Step 5. What actually changed

This is the important part.
After installation:
  • Windows Media Player plays HEVC
  • system decoders are available to Media Foundation apps
  • some video tools stop treating HEVC as profanity
So yes — Windows becomes smarter.
But the browser?
  • Chrome, Edge, and most Chromium browsers still treat HEVC as unsupported
  • <video src="clip_hevc.mp4"> still won’t play reliably
  • no magical Web + HEVC integration appears
This is not a broken install.
This is browser policy.

Common illusions vs reality

Illusion 1: “If the codec is system-wide, the browser must use it.”
No. HTML5 does not require browsers to use every system codec.
Illusion 2: “But Edge plays it!”
Sometimes. Depends on version, system, build. Betting a product on it is risky.
Illusion 3: “Install HEVC everywhere and it’ll work.”
Local apps improve. Browsers don’t.

When installing HEVC does make sense

  • users viewing local HEVC files without VLC
  • corporate UWP apps
  • Media Foundation–based video tools
In these cases, HEVC Video Extensions is a perfectly reasonable system upgrade. Just don’t tie it directly to the browser.

If you actually want HEVC on the web

Here’s the honest answer:
HEVC on the web via <video> in Chrome/Edge on Windows is not something you can rely on.
No Appx ritual changes that.
For real production systems:
  • don’t make HEVC the only format;
  • keep an H.264 fallback;
  • consider AV1 (+ H.264 fallback);
  • use HLS/DASH with multiple renditions.
In this setup, HEVC becomes what it really is on Windows:
a system codec for local apps and edge cases — not a web foundation.

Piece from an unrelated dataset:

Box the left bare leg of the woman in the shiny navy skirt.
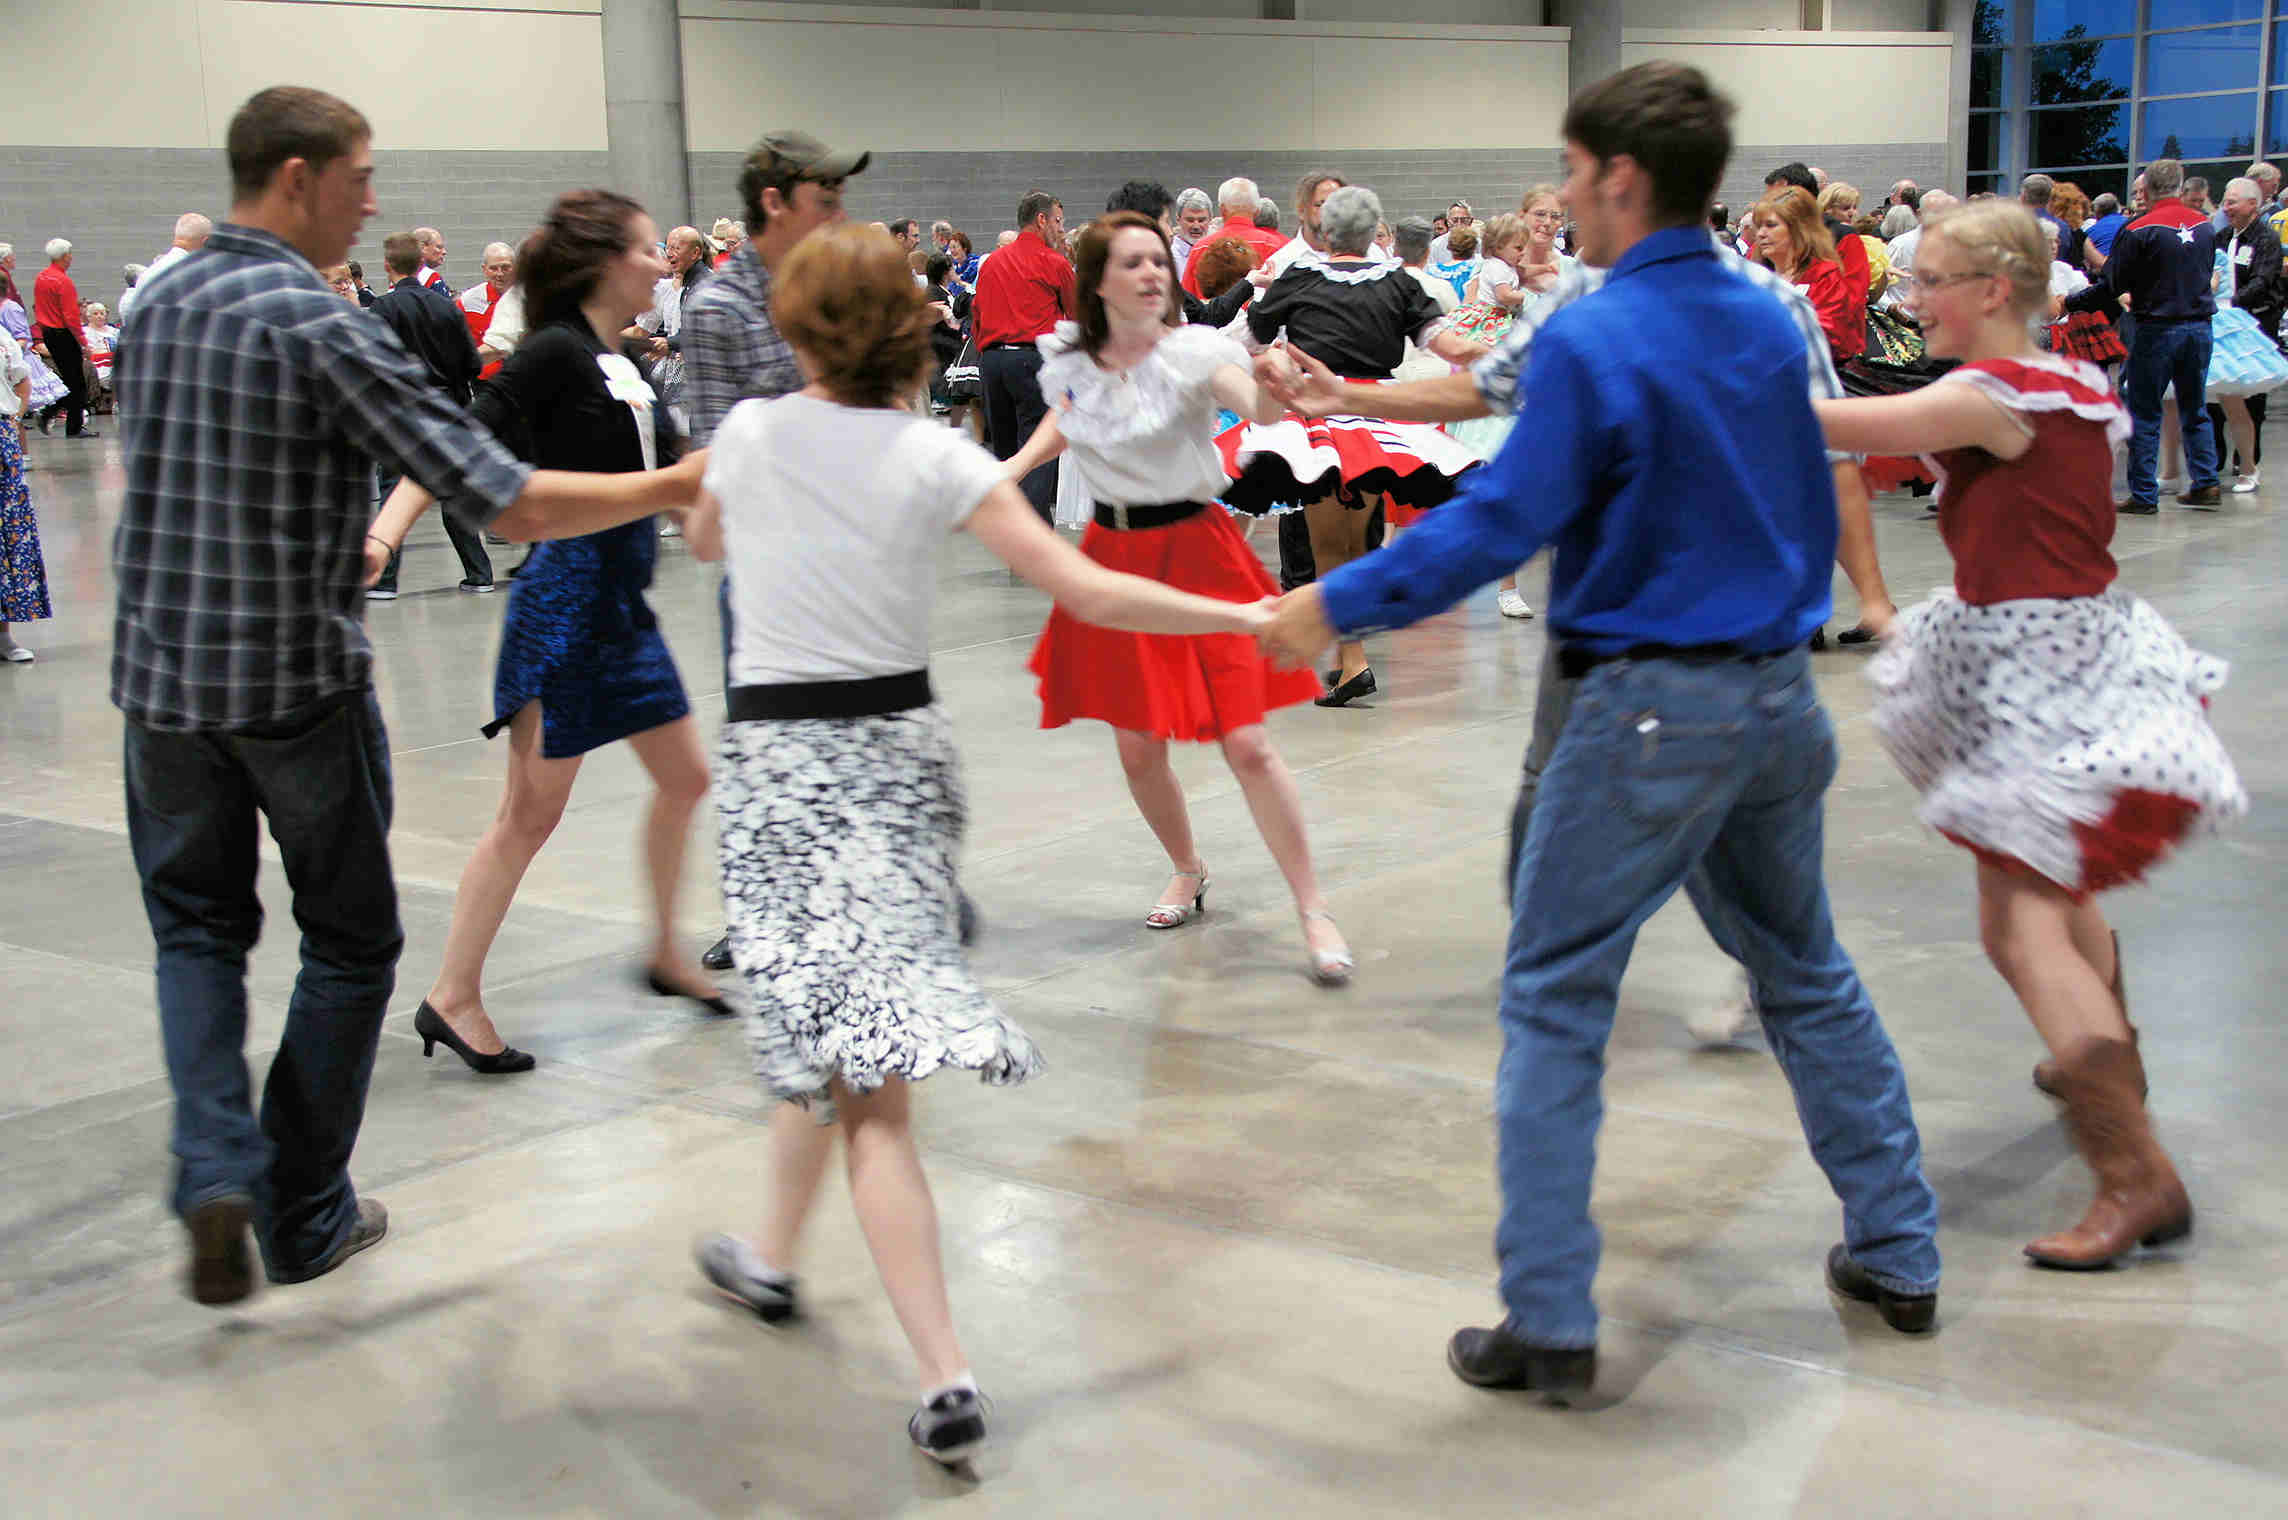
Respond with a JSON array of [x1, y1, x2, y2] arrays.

Final takeaway: sobriety beats magical thinking

Stripped of emotion, the picture is simple:
  • Windows 10–11 can install HEVC via a UWP package
  • it can be installed manually without Microsoft Store
  • system apps benefit
  • Chromium browsers continue to live in a world where HEVC is “not from here”
So HEVC Video Extensions is:
  • a useful system upgrade;
  • great for local playback;
  • and almost irrelevant for <video> in Chrome/Edge.
Relying on HEVC for the web on Windows is about as realistic as saying “I’ll definitely start going to the gym tomorrow.”
Formally possible. Architecturally unwise. At least now you have the manual install guide — a small but satisfying victory over chaos.